Riyadh: In what is seen as a move to protect senior figures in religious establishment and other senior public officials amid growing media and internet criticism, the Saudi monarch King Abdullah Bin Abdul Aziz on Friday issued amendments to the Saudi Press and Publications Law.
The royal decree amended five articles in the Law which was issued in 2000.
One of the amendments stipulates that responsible persons in the publishing field shall be bound by objective and constructive criticism based on facts and that this criticism should be for the public interest.
The amendments make it a crime to publish any material that damages the reputation or cause insult to the kingdom's grand mufti, members of the Council of Senior Religious Scholars and government officials.
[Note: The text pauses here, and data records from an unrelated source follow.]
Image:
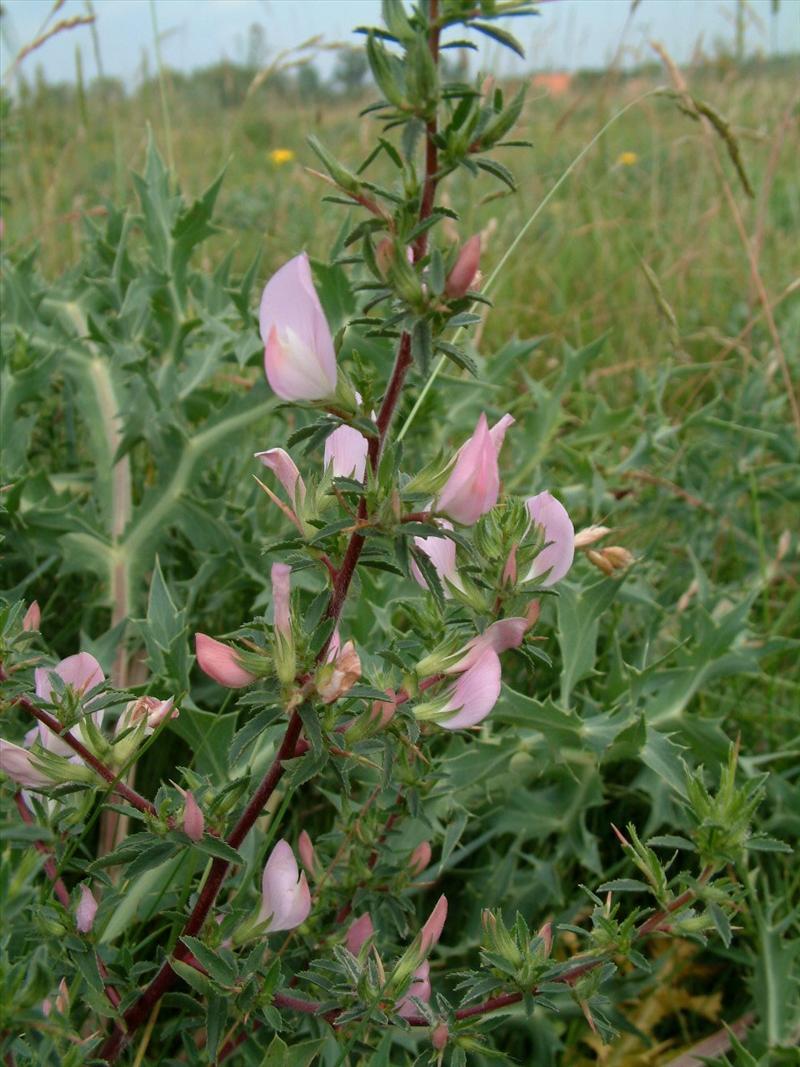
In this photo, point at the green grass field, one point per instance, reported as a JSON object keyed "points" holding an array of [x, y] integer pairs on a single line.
{"points": [[682, 433]]}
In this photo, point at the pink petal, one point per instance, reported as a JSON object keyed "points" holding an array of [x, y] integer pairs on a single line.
{"points": [[221, 663], [16, 763], [347, 449], [465, 268], [358, 933], [474, 484], [281, 575], [300, 361], [84, 914], [285, 893], [556, 558], [81, 672], [475, 694], [285, 470], [194, 822]]}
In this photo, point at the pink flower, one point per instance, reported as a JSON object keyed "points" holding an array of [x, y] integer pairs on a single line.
{"points": [[358, 933], [465, 268], [478, 687], [419, 858], [339, 674], [286, 900], [299, 355], [474, 484], [556, 558], [441, 551], [284, 467], [153, 711], [194, 823], [80, 673], [346, 449], [32, 617], [17, 764], [84, 913], [281, 575], [419, 988], [221, 663], [307, 855]]}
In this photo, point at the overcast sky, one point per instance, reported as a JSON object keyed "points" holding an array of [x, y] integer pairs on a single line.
{"points": [[568, 34]]}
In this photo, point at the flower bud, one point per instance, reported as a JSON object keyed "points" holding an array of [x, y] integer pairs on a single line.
{"points": [[221, 663], [286, 900], [509, 571], [474, 484], [419, 858], [335, 679], [18, 764], [299, 357], [555, 559], [464, 270], [611, 559], [194, 822], [84, 913], [590, 536], [62, 1001]]}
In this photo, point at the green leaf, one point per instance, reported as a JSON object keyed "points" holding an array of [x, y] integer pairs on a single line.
{"points": [[219, 969], [192, 977], [281, 1054]]}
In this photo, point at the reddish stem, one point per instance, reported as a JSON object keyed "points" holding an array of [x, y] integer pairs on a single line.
{"points": [[50, 870], [133, 798], [141, 1008]]}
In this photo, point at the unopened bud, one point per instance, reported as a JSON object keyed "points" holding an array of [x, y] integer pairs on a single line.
{"points": [[546, 935], [440, 1036], [62, 1001], [84, 913], [336, 679], [194, 823], [611, 559], [463, 273], [384, 255], [383, 711], [590, 536], [419, 858]]}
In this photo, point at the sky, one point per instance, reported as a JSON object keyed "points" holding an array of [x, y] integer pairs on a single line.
{"points": [[568, 35]]}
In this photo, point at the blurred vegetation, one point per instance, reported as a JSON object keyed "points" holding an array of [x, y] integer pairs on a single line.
{"points": [[678, 433]]}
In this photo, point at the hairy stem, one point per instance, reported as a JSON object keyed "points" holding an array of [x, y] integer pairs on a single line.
{"points": [[141, 1009]]}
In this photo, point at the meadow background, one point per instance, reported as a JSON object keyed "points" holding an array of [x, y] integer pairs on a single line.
{"points": [[680, 430]]}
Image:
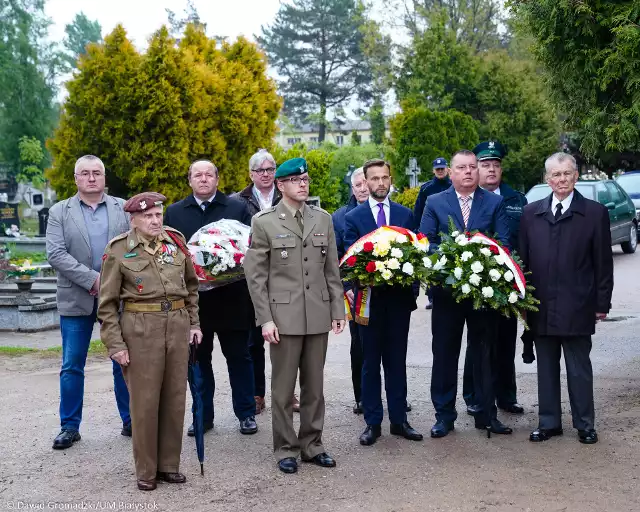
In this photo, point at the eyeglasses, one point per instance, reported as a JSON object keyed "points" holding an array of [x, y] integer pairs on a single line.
{"points": [[268, 170], [297, 181], [86, 174]]}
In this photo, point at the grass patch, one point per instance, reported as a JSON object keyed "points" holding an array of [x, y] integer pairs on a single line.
{"points": [[96, 348]]}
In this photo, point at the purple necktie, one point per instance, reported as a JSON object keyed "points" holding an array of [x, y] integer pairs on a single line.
{"points": [[381, 220]]}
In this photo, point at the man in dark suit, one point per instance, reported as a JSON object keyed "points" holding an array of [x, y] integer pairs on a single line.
{"points": [[565, 242], [490, 155], [471, 208], [225, 311], [385, 338]]}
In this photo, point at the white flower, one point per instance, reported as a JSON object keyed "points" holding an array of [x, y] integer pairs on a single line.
{"points": [[393, 264], [396, 253], [477, 267], [466, 256]]}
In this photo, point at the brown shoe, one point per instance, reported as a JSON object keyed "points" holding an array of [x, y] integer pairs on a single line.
{"points": [[260, 405], [147, 485], [171, 478]]}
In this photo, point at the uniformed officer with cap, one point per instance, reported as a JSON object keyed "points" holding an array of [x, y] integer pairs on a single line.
{"points": [[293, 277], [490, 155], [439, 183], [149, 271]]}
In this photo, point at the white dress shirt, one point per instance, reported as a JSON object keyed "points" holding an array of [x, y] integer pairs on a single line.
{"points": [[200, 201], [373, 204], [565, 203]]}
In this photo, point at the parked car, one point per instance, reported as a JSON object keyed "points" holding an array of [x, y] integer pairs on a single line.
{"points": [[630, 182], [622, 211]]}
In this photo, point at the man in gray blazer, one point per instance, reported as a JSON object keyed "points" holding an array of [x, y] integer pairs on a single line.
{"points": [[78, 231]]}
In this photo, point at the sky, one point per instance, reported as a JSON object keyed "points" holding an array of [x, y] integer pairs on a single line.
{"points": [[143, 17]]}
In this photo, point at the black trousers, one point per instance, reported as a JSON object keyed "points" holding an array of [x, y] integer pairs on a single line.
{"points": [[356, 361], [447, 325], [576, 351], [504, 366]]}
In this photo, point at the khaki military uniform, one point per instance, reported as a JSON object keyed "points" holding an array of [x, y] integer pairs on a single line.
{"points": [[159, 289], [294, 281]]}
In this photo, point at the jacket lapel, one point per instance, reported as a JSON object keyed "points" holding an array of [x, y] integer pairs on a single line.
{"points": [[75, 210], [287, 220]]}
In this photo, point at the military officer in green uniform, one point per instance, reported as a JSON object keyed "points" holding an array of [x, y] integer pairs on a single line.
{"points": [[294, 281], [149, 272]]}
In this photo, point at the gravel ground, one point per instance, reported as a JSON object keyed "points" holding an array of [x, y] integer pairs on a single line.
{"points": [[462, 472]]}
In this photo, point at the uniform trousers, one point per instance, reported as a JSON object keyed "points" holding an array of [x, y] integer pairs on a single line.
{"points": [[156, 376], [308, 354], [576, 351]]}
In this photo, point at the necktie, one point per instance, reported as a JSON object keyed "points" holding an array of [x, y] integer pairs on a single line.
{"points": [[298, 217], [381, 220], [558, 211], [466, 210]]}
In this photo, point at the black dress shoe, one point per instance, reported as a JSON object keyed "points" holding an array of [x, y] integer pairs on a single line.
{"points": [[207, 426], [514, 408], [370, 435], [248, 426], [288, 465], [541, 434], [441, 428], [407, 431], [65, 439], [495, 427], [323, 460], [473, 409], [588, 436]]}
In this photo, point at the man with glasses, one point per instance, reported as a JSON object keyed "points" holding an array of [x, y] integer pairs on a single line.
{"points": [[78, 231], [225, 311], [294, 280]]}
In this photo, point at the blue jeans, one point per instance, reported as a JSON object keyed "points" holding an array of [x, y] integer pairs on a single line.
{"points": [[76, 336]]}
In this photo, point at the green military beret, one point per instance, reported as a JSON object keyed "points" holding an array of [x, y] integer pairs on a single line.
{"points": [[292, 167], [490, 150]]}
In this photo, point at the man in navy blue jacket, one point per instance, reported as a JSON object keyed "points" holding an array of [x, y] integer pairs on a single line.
{"points": [[471, 208], [384, 339]]}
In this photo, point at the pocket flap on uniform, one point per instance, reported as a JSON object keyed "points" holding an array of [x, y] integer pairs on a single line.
{"points": [[289, 241], [135, 266], [280, 298]]}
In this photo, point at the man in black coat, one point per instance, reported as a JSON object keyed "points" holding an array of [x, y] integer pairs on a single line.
{"points": [[490, 155], [225, 311], [565, 242]]}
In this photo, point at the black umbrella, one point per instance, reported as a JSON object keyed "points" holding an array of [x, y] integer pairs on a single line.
{"points": [[195, 384]]}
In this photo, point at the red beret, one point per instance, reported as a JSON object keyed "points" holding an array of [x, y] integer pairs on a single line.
{"points": [[142, 202]]}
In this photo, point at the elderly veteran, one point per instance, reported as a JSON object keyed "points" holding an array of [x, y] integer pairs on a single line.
{"points": [[148, 269]]}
Moreover, the amendments stipulate that those in charge of publishing should not publish any materials violating Sharia, inciting division between citizens, promoting crimes or damaging the homeland's public affairs.
According to the royal decree, whoever is found guilty can be fined up to 500,000 Saudi riyals (Dh490,000) or 1 million riyals for repeat offenders and/or a ban on their works being published or appearing in the press.
It added that establishments found guilty of violating this law will be asked to shut down temporarily or permanently. Moreover, if the violation is not deemed serious enough for closure, the establishment which publishes false information or accusations will be asked by law to publish retractions and apologies.
A special court will look at violations that are deemed to be an affront to Islam, the amendments said.